É estúpido, pra ser franco, mas foi como uma punhalada silenciosa: caminhei mais cinquenta quilômetros até notar que estava sangrando. Fui a Irlanda e estou de volta, e deixei um rastro de sangue seco pra provar. Pode chamar de performance, se quiser.
Sangrei tudo - não derramei nem uma lágrima, pode ficar orgulhoso - mas sangrei tudo por ti. E quando notei que escorria, que me desfazia lentamente pelo oco que você deixou (como já fez outras vezes, mais sutilmente), entendi tantas coisas sobre mim. Não sobre você, quem é você afinal de contas, é uma pergunta a se pensar. Mas havia coisas sobre mim neste gesto cúmplice, diria quase que vingativo.
Quero saber se doeu para que entenda algo sobre você. Tenho a clareza que não me desculpo mais, que isso já está por demais resolvido, e que mesmo isso aqui já é passar dos limites. Está morto e nós dois sabemos disso e sabíamos disso mesmo quando peguei o desfibrilador e fiquei, sob o mais forte holofote que encontrei, fazendo cena pra reanimá-lo. Não se move, não se pode fingir que há qualquer coisa viva entre nós.

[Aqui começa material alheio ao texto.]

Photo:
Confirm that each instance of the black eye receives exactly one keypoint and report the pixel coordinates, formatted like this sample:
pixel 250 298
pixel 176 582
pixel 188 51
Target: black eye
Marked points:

Veja que tento não falar em metáforas, e não te trato como animal - sou infantil e você sabe.
Continuo investigando entre o que resta de nós - você mesmo disse, houve um nós - e quero entender o que houve do outro lado da cerca elétrica bem instalada. Fico me perguntando se, como eu, você também olha furtivamente pro outro lado do nosso pequenino e bastante desimportante muro de berlin, assim em letras minúsculas mesmo. Se o gesto foi de asco, de recusa, de agressão. Por isso quero saber se doeu - ou mesmo se ainda dói, porque doer é coisa dos vivos.